Jo tried to plaster on a smile, not wanting to worry her daughter, whose concerned gaze was fixed on her.

“I was just trying to see if I could get some of these things upstairs,” she explained, gesturing to the boxes packed with her husband’s gym equipment.

Tracy’s toffee brown eyes widened in alarm at her mother. “Mom, these are way too heavy for you to handle alone. Why didn’t you wait until I got here, or better yet, leave it for the movers to get? It’s their job, after all.”

Jo sighed. “I just— I needed to do something to keep me occupied and…”

Tracy nodded in understanding before reaching over to hug her mother, her head of brunette locks resting against her chest. Jo hugged her daughter tightly against her. At that moment, it felt as if Tracy was the only thing keeping her tethered to this life, and if she let her go, she would crumble into an abyss of perpetual sorrow.

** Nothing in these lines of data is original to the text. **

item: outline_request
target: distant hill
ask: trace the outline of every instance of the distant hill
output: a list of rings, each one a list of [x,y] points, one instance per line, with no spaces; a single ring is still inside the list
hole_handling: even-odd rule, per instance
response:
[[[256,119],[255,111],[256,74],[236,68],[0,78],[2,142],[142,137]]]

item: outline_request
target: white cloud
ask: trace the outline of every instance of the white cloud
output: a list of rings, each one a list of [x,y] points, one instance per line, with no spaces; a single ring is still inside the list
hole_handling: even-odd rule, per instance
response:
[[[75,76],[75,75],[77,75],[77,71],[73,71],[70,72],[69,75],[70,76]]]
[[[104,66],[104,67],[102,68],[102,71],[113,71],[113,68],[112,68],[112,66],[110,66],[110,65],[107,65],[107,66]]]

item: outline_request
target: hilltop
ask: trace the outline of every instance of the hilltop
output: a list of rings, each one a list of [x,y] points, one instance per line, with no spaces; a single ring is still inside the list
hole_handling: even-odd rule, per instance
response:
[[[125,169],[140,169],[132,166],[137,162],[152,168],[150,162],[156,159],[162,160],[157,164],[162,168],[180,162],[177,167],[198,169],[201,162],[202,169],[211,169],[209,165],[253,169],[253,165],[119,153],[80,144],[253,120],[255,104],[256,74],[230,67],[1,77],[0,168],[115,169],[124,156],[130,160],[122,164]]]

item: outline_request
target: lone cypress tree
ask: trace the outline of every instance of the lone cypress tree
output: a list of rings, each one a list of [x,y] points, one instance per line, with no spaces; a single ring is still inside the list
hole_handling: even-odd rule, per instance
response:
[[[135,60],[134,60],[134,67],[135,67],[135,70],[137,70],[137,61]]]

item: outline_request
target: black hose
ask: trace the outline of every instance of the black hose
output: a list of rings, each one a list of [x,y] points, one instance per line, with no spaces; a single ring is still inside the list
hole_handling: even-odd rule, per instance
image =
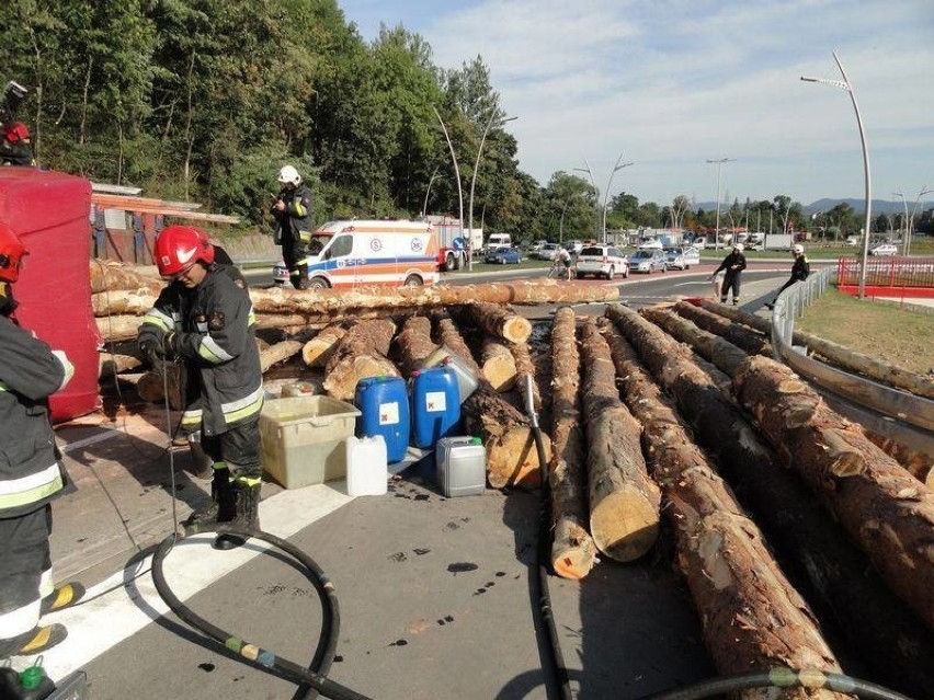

When it felt safe enough, Jo separated from her daughter and gave her a grateful smile, one that Tracy returned, although she could see it in her eyes that her thoughts too had traveled to the tragedy that had taken her father and her brother in an instant.

“I brought food. I hope you’re hungry,” Tracy spoke, turning her head to hide what her mother had already seen.

“Thank you, honey. I actually do have a bit of an appetite,” Jo replied.

The two women left the basement and found themselves in the empty living room where Tracy had left the takeout bag on one of the boxes.

“So, what’d you get?” Jo asked.

“Your favorite,” Tracy replied as she grabbed the bag.

“Smoked leg of a lamb?”

“Try again. It’s something both of us love,” Tracy encouraged her mother.